In an announcement of the results from the three Paxlovid experiments, Mikael Dolsten, who leads Pfizer’s Worldwide Research, Development and Medical organization, said that the company will “continue to monitor the treatment’s activity in real-world settings” to validate the findings.
Pfizer is also investigating whether Paxlovid can prevent people who have been exposed to the virus by a member of their household from developing COVID-19. Duke and her colleagues are studying this question as well for molnupiravir.

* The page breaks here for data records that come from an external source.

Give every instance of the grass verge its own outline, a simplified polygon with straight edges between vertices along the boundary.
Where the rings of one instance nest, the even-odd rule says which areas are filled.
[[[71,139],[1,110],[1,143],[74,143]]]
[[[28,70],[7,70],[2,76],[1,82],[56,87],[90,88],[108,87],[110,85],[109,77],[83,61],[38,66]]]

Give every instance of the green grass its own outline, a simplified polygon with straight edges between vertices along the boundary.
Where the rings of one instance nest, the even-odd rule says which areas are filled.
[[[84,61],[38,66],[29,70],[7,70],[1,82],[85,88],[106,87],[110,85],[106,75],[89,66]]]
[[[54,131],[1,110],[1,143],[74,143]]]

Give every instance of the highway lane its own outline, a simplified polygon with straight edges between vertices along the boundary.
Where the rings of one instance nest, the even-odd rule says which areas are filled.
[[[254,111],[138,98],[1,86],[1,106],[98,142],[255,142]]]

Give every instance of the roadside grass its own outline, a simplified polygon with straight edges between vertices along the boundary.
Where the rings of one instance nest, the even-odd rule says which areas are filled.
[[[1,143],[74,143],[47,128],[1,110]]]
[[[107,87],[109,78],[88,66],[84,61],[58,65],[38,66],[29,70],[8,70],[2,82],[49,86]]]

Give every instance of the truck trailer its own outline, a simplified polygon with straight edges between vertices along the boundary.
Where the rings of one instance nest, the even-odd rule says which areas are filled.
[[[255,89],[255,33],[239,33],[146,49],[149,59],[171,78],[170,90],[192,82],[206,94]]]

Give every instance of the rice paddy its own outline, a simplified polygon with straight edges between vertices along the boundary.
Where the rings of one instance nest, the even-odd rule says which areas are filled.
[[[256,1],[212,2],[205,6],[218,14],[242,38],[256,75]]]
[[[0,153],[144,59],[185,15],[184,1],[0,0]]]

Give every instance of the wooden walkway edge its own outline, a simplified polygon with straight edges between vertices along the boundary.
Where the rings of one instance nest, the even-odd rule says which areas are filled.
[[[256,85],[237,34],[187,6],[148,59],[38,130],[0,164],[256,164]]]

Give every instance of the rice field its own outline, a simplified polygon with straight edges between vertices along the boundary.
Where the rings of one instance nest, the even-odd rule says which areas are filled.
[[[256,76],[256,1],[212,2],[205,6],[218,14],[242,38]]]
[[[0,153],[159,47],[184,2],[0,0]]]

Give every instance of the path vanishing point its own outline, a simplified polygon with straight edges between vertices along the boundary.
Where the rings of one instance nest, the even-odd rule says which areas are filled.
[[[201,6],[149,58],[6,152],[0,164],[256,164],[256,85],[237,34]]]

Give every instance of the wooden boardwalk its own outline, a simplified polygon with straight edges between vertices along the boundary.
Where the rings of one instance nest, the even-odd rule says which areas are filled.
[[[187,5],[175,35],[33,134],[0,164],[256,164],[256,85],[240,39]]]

She says that gathering more data on how well both treatments work in vaccinated people will be important as well, since clinical trials for the drugs focused on unvaccinated participants.
A crucial advantage of both of these antivirals is that they’re given as pills, as opposed to an injection or infusion. This means they can be taken at home, making them much easier to administer than other COVID-19 treatments. However, there are also drawbacks. As with other treatments, the oral antivirals are most effective when given early in the course of the disease. Paxlovid also interacts with many other drugs, including cholesterol and blood pressure medications and antidepressants. Molnupiravir, meanwhile, is not recommended for pregnant people.
Duke hopes that as supplies of these drugs become more plentiful, providers will be able to choose among various treatment options to decide what will work best for each patient. As she puts it: “I’m really excited about the potential for the oral antivirals to be just as effective as the antibodies, if not more so.”